# What PC games did you play as a kid?



## mgoldb2 (Aug 11, 2005)

I talking around the ages 12-15.  Only list PC games.

alot of you might not be familiar with the games am going to list because I was 12-15 years old, 7-10 years ago.  I am not going to list every game I played in that time period because that would take awile.
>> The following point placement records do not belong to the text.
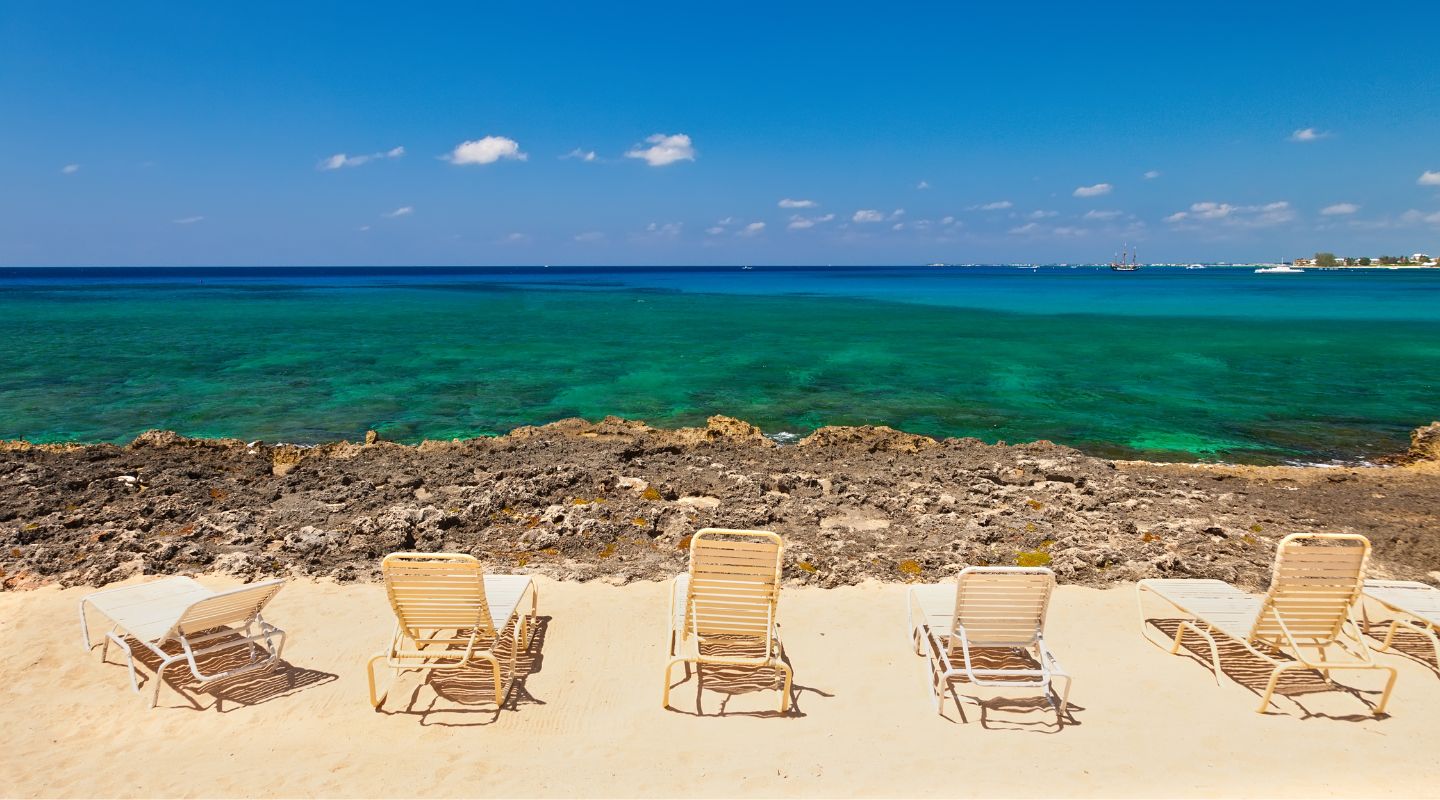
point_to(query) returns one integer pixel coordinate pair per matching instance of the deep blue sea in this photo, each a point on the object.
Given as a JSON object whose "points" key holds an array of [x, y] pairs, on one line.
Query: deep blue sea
{"points": [[1167, 363]]}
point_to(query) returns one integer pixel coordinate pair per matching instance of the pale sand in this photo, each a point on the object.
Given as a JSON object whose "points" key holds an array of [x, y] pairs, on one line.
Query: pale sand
{"points": [[589, 720]]}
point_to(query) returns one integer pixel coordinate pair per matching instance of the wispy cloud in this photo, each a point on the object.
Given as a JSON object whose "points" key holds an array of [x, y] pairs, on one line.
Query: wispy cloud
{"points": [[663, 230], [1098, 190], [342, 160], [1243, 216], [664, 148], [486, 151], [1309, 134], [802, 223]]}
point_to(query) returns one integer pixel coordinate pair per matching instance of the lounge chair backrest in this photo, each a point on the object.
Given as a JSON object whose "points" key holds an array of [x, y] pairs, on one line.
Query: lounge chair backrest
{"points": [[437, 592], [1316, 580], [235, 607], [1001, 606], [735, 583]]}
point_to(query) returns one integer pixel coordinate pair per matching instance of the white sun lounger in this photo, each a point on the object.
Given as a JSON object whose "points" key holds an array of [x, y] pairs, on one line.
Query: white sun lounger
{"points": [[1414, 605], [1315, 582], [450, 615], [199, 620], [988, 607]]}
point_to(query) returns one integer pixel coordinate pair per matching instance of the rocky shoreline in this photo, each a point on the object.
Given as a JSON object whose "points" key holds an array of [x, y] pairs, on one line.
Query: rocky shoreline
{"points": [[617, 500]]}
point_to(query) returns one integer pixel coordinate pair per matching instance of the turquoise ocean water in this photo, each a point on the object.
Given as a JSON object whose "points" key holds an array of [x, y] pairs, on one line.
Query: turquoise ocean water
{"points": [[1175, 364]]}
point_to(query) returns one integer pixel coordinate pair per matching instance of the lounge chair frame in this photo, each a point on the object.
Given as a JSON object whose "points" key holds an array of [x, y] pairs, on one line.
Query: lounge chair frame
{"points": [[208, 622], [1398, 597], [730, 590], [1309, 605], [1013, 617], [435, 594]]}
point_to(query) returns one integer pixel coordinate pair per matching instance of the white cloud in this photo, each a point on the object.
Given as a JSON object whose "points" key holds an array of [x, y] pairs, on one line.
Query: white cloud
{"points": [[1093, 190], [664, 230], [664, 150], [486, 151], [342, 160], [1243, 216], [802, 223], [1309, 134]]}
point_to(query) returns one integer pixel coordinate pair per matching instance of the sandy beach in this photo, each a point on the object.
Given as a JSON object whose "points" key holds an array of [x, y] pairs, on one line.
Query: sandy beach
{"points": [[586, 717]]}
1. Dark Sun: shattered Lands
2. Drak Sun: Wake of the Ravager
3. Stronghold (this is not the game that people think of when you say stronghold this game is much older then the strongholds out today)
4. Civiziation 1
5. masters of magic
6. Al-Qadim: curse of the genie
7. Sim City (I forgot which version but one of the early ones)
8. Spelljammer: Pirates of Realmspace
9. Menzoberazan
10. rebel assult (I think that was the name it was a very old starwars flying game)
11. Champion of Krynn
12. dark knight of Krynn
13. Dark queen of krynn

OK I think that enought for now maybe I list some more later.


----------



## LlamaTronics (Aug 11, 2005)

lol, I remember a lot of those games....  I also played Doom, Wolfenstein, Commander Keen, Raptor, and probably a ton more I can't think of right now...


----------



## Archangel (Aug 11, 2005)

i played the whole wing commander series then.  atm i still have 
wing commander - Kilrathy saga
wing commander 3 - heart of the tiger
wing commander 4 - the price of freedom  here at home 
furter, ive played tomb raider (still think that series rules )
air warrior series
halflife
monty python games (complete waste of time, meaning of life)
and a load of thos stupid little pacman like games


----------



## mgoldb2 (Aug 11, 2005)

LlamaTronics said:
			
		

> lol, I remember a lot of those games....  I also played Doom, Wolfenstein, Commander Keen, Raptor, and probably a ton more I can't think of right now...



I loved Raptor I got really good at it also.  I got to the point that I could go through the whole game with out loosing a life.


----------



## LlamaTronics (Aug 12, 2005)

Yea, Raptor was sweet!


----------



## Tha Killa (Aug 12, 2005)

The earliest PC game I played (and that I can also remember) is Outlaws and I had a demo of Theme Hospital and Sim City (which I could never figure out how to play) on my brother's Win95 computer.


----------



## computerhakk (Aug 12, 2005)

i didn't have a computer until my teenage years.. haha but i remember playing umm.. i dont know whats that game called.. but its on macintosh(old old one) and i used to play it at school.. you play as a guy running around finding keys i think? for doors.. load runner.. or something like that.. anyone remember? lol


----------



## Cromewell (Aug 12, 2005)

X-Wing, TIE Fighter, Under a Killing Moon, Myst


----------



## DanLatimer (Aug 12, 2005)

do you remember those little games you would buy on 3.5" floppies at dollar stores, I LOVED those when i was young, I used to  go get one with my allounce every week... memmmorrrieeesss liikkee thhee coorrnnerss off myy miiinnddd... hahaha


----------



## DCIScouts (Aug 12, 2005)

I never had a computer when I was younger, but I used to play on my brother-in-law's whenever I had the chance...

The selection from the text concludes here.